I attended a parent-teacher conference this morning. The parent expressed the agony of her heart as she watched her child, gifted with high ability, squander his opportunities for good grades by failing to turn in assignments. The student's grades were of the 100, 0, 0, 100, 0, 0, 0 variety. The teacher agreed, lamenting the fact that this student seemed unfazed by the lowering of grades as each missing assignment was recorded. The teacher stated that she had allowed the grade reach an F to see if this would provide a wake-up call to the student. The mother thanked her and assured her that the F, plus removal of the student's computer and phone privileges, had seemed to have a positive effect. It was a good meeting--neither party was angry or abusive of the other. Both parties had the student's best interests in mind. The teacher expressed a genuine regard for the student. The mother left the meeting armed with some information (assignment dates) to help her keep her child on track. I wish all parent meetings went so well, but I can't be the parent at all of them as I was at this one.

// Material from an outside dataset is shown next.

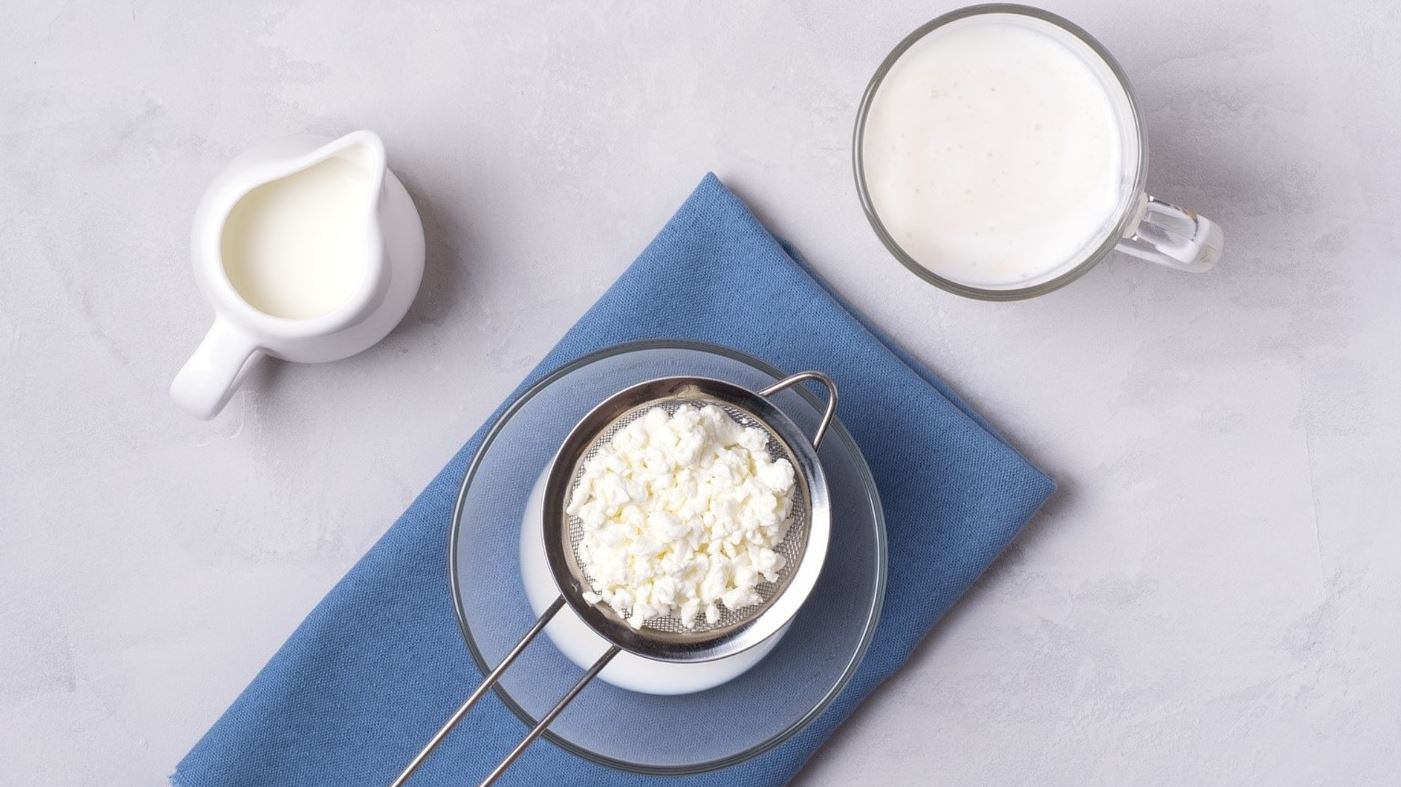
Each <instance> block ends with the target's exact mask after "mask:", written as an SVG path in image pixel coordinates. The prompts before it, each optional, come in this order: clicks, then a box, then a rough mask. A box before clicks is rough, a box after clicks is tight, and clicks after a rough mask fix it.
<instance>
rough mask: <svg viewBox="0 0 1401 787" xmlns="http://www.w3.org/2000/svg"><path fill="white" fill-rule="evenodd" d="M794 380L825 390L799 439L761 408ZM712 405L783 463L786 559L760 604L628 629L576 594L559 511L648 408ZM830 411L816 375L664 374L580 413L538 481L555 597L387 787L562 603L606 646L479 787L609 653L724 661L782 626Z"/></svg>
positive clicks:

My son, my bright and funny and warm and so gifted with ability that he takes my breath away son, has been not doing his English homework. He has so much ability, but he's a little ADD and a little careless and totally accustomed to having someone (a teacher with a generous late policy) bail him out of sticky grade situations. His teacher does not accept late work. My son has become the Titanic to her iceberg of grade policy, but I think this is fair and something I want for my son. I want him to learn that work has a value, even if he doesn't want to do it because "it's boring". I, a teacher, want him to understand how onerous it is to have to grade late work and that he should respect his teacher enough to not burden her with that job. I don't think we're there yet, but as the restrictions he's under lengthen in time and severity, perhaps he's finally getting the idea. But maybe not.
His teacher has relented a bit and graded 2 late assignments and a late paper. My son's grade is now a low C, but with upcoming tests he should be able to make a low B. An A for the semester is possible if he aces the final. The mother half of my soul is feeling relieved; the teacher half is worried that this reprieve will, once again, send my son the message that there's always a safety net there, waiting for him.